Albert Nieman, a graduate pharmacology student in Gottingen, Germany first isolated the alkaloid base of the coca plant in 1859. He called that base "cocaine." Within a year after his discovery, small amounts of alkaloid were added to many different tonics, elixirs and over-the-counter products used by all kinds of people - including Presidents and Popes.
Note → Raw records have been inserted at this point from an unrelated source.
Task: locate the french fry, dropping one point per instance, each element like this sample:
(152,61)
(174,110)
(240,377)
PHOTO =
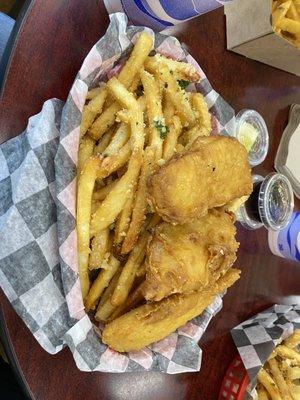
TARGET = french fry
(100,283)
(265,379)
(182,70)
(114,162)
(110,289)
(100,247)
(279,379)
(178,96)
(86,184)
(262,394)
(104,121)
(293,340)
(293,12)
(118,140)
(140,203)
(123,220)
(154,321)
(156,120)
(104,142)
(203,115)
(86,148)
(286,352)
(115,201)
(171,140)
(294,373)
(112,205)
(129,271)
(91,110)
(280,12)
(132,66)
(134,298)
(100,194)
(92,93)
(168,108)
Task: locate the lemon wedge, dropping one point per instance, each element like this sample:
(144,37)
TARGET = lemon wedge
(248,135)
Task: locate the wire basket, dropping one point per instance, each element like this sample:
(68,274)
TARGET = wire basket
(235,381)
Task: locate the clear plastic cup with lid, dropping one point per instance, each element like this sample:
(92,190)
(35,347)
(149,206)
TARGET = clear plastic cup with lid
(271,203)
(251,130)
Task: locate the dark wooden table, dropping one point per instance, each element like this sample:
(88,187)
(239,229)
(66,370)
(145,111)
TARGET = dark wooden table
(50,47)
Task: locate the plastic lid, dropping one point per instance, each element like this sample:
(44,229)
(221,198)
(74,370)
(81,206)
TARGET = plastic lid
(275,201)
(242,215)
(246,119)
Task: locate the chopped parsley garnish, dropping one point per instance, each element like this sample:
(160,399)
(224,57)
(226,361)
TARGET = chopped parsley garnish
(183,84)
(161,127)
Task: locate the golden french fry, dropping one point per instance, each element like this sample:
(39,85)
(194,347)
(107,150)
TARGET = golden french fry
(286,352)
(100,248)
(294,373)
(181,70)
(154,321)
(100,194)
(293,12)
(171,140)
(100,283)
(91,94)
(104,141)
(91,110)
(178,96)
(86,184)
(136,60)
(129,270)
(123,220)
(203,114)
(86,148)
(135,298)
(141,271)
(268,383)
(168,108)
(289,25)
(110,288)
(280,12)
(140,203)
(279,379)
(114,162)
(114,202)
(156,120)
(293,340)
(132,66)
(104,121)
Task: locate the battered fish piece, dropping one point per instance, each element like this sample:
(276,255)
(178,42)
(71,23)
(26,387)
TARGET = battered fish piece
(183,258)
(152,322)
(212,173)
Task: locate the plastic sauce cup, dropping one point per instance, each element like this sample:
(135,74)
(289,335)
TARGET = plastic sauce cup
(270,204)
(252,132)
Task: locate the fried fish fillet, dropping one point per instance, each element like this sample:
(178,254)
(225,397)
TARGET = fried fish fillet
(213,172)
(152,322)
(183,258)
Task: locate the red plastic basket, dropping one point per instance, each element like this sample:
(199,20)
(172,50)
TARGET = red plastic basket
(235,381)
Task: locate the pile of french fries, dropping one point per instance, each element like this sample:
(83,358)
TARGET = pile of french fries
(130,125)
(279,379)
(286,20)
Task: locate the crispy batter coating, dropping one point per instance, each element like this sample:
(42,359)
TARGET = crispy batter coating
(183,258)
(214,171)
(154,321)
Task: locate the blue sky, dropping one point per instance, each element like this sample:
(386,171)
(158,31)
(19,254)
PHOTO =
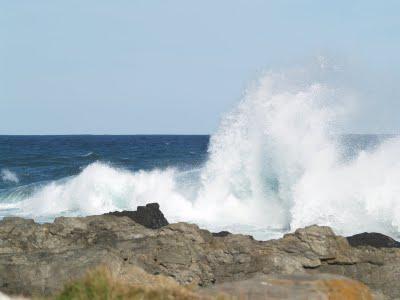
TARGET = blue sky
(131,67)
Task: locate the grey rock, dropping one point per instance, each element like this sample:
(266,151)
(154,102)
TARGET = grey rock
(37,259)
(373,239)
(149,216)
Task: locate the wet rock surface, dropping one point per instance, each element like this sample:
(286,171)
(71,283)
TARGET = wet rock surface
(373,239)
(37,259)
(149,216)
(300,287)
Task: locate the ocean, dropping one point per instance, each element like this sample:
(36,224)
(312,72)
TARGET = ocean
(274,164)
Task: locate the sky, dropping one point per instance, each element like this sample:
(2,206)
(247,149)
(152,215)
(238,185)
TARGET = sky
(174,67)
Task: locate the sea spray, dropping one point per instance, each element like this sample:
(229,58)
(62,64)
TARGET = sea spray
(275,164)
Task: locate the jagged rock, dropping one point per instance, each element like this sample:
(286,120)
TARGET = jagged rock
(149,216)
(221,234)
(373,239)
(300,287)
(39,258)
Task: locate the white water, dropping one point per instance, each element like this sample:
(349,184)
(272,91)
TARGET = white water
(273,167)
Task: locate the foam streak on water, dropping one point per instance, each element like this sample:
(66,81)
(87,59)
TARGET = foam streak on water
(273,166)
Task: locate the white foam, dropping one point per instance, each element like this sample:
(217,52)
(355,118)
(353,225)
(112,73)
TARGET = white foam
(273,166)
(7,175)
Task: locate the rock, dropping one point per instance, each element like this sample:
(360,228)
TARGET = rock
(221,234)
(37,259)
(300,287)
(149,216)
(373,239)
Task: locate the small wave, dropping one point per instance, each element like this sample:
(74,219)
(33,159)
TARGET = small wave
(9,176)
(88,154)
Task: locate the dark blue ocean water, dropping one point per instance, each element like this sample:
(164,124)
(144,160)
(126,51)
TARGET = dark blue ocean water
(43,177)
(35,159)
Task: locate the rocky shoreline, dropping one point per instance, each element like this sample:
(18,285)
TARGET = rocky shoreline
(38,259)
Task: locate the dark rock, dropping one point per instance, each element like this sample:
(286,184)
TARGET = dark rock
(149,216)
(221,234)
(373,239)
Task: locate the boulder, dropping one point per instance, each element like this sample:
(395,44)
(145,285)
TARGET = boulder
(37,259)
(300,287)
(373,239)
(149,216)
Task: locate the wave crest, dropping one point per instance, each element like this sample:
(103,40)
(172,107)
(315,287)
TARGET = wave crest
(273,164)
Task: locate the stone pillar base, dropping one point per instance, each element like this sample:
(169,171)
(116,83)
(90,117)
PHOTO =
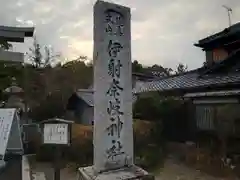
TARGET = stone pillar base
(130,173)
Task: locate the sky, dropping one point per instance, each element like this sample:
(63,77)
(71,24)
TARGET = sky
(163,31)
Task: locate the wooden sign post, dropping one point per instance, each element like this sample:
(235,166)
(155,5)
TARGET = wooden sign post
(57,133)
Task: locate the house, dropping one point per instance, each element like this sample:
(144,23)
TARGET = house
(80,107)
(211,92)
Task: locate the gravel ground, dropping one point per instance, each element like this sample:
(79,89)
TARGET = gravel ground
(171,171)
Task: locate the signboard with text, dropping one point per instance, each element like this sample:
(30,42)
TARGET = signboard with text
(56,134)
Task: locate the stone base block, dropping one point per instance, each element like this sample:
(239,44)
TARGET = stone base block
(129,173)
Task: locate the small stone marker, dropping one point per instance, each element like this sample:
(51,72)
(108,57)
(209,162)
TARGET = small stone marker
(113,131)
(57,134)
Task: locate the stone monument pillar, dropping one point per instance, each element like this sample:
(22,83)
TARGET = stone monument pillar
(113,131)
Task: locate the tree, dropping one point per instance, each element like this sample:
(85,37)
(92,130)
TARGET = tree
(181,68)
(41,58)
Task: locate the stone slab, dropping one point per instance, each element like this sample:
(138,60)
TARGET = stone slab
(113,132)
(129,173)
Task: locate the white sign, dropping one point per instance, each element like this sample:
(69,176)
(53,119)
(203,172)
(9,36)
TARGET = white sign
(55,134)
(6,119)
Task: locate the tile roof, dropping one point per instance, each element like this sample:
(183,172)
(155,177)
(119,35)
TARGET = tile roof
(187,81)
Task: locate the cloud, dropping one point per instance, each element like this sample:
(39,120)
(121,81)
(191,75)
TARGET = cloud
(163,32)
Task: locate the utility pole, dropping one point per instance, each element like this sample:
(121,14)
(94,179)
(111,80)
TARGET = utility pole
(229,11)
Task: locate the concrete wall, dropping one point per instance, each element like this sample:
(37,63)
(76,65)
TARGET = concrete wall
(13,169)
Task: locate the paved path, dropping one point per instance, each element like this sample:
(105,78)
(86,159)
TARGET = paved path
(176,171)
(171,171)
(44,171)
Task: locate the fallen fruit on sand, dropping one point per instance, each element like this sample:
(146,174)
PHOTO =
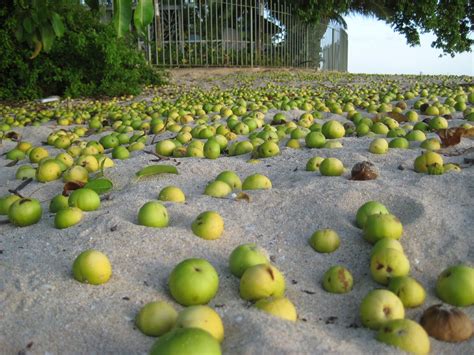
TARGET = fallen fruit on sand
(67,217)
(406,335)
(446,323)
(280,307)
(455,285)
(337,279)
(186,341)
(6,202)
(85,199)
(25,212)
(410,292)
(245,256)
(261,281)
(256,182)
(314,163)
(202,317)
(172,194)
(156,318)
(379,226)
(231,178)
(93,267)
(380,306)
(153,214)
(325,240)
(208,225)
(193,282)
(331,167)
(217,189)
(367,209)
(388,263)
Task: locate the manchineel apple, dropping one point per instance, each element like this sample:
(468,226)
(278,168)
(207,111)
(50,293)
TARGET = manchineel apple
(186,341)
(405,334)
(25,212)
(337,279)
(245,256)
(208,225)
(380,306)
(93,267)
(193,282)
(280,307)
(261,281)
(153,214)
(202,317)
(156,318)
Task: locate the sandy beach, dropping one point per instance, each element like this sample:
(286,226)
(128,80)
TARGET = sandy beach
(43,310)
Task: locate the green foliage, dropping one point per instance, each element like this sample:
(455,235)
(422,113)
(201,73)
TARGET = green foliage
(88,60)
(450,20)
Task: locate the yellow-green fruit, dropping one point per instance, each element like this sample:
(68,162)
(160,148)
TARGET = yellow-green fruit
(156,318)
(256,182)
(93,267)
(410,292)
(172,193)
(202,317)
(428,158)
(280,307)
(208,225)
(67,217)
(261,281)
(217,189)
(406,335)
(48,171)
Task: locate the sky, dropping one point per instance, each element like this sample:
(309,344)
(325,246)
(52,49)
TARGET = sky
(375,48)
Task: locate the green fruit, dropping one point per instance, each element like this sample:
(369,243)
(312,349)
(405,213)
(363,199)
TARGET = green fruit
(245,256)
(331,167)
(48,171)
(315,140)
(208,225)
(153,214)
(193,282)
(387,263)
(367,209)
(67,217)
(455,285)
(212,149)
(230,178)
(171,193)
(378,146)
(93,267)
(380,226)
(280,307)
(187,341)
(405,334)
(380,306)
(261,281)
(410,292)
(85,199)
(6,202)
(25,212)
(428,158)
(325,241)
(202,317)
(337,280)
(256,182)
(156,318)
(314,163)
(59,202)
(217,189)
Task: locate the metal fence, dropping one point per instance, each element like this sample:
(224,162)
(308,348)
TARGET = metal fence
(241,33)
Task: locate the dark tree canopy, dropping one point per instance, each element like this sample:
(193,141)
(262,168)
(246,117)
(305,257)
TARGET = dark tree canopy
(452,21)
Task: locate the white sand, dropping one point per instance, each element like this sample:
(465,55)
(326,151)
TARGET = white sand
(42,305)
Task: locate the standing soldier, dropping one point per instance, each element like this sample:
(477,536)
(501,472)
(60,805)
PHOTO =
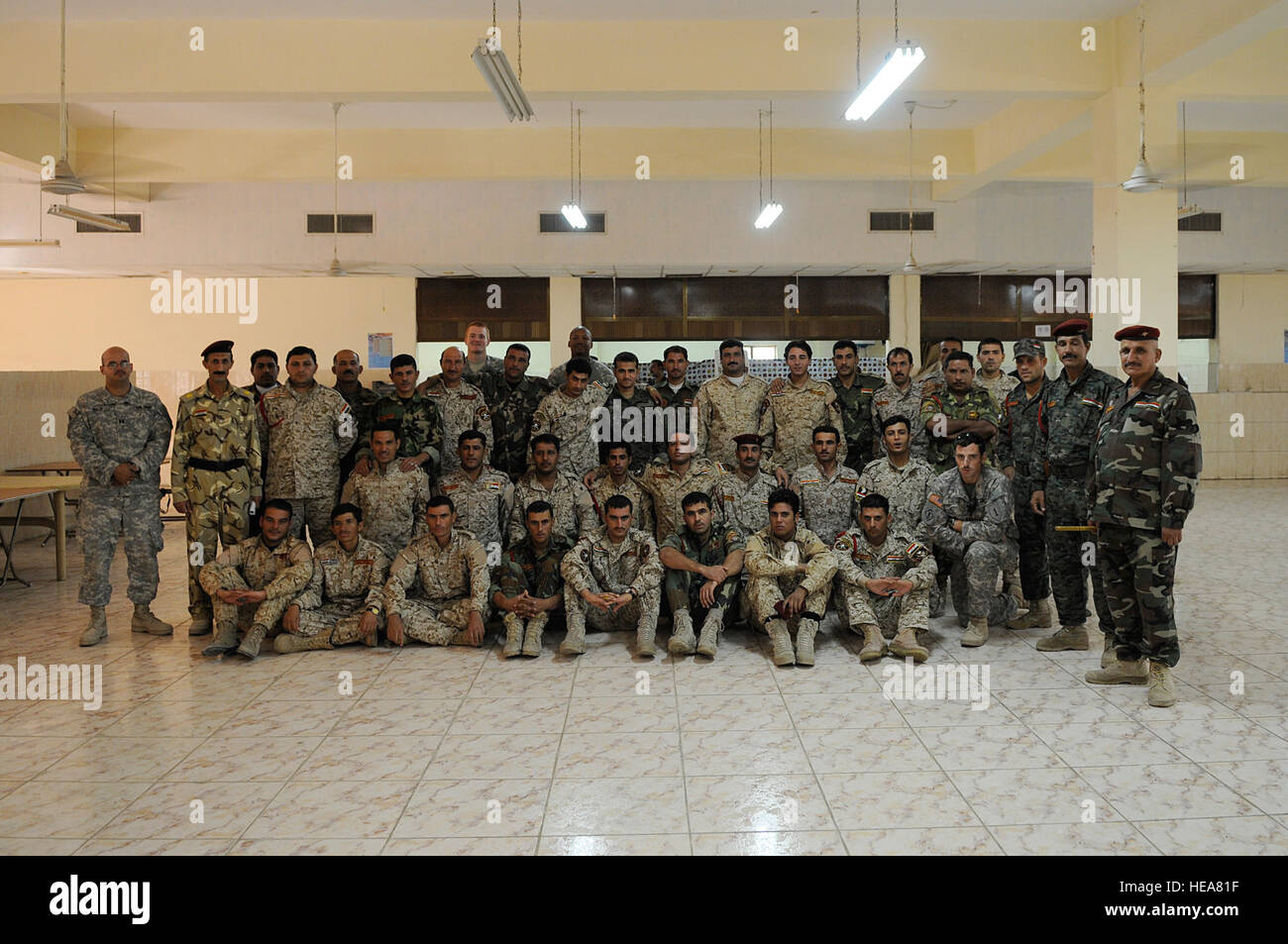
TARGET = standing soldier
(1147,459)
(728,406)
(119,436)
(790,577)
(309,426)
(214,472)
(613,581)
(1074,404)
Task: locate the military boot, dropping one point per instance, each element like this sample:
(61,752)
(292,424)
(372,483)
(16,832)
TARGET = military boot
(145,621)
(682,634)
(1064,639)
(1121,673)
(782,640)
(906,646)
(977,634)
(1162,689)
(97,630)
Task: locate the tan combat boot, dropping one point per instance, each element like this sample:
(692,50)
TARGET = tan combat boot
(146,621)
(906,646)
(977,634)
(1120,673)
(682,634)
(97,630)
(1162,689)
(874,643)
(1064,639)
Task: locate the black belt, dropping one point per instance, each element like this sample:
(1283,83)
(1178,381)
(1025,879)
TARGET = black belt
(209,465)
Small amounts of cocaine produced the same type of effects the ancient South American people experienced when they chewed coca leaves. Sigmund Freud described those effects in his July, 1884 paper Uber Coca:

Exhilaration and lasting euphoria, which in no way differs from the normal euphoria of the healthy person...you perceive an increase of self-control and possess more vitality and capacity for work. In other words, you are simply normal, and it is soon hard to believe that you are under the influence of any drug.... Long intensive mental or physical work is performed without any fatigue.... This result is enjoyed without any of the unpleasant aftereffects that follow exhilaration brought about by alcohol.... Absolutely no craving for the further use of cocaine appears after the first, or even repeated, taking of the drug; one feels rather a certain curious aversion to it. (Byck, 1974:48).

Freud even recommended cocaine as a treatment for dangerous addictions to drugs such as morphine. But that was before the hypodermic needle was widely used and before Freud nursed someone through a cocaine-induced psychosis. After that, he withdrew his paper and his recommendations.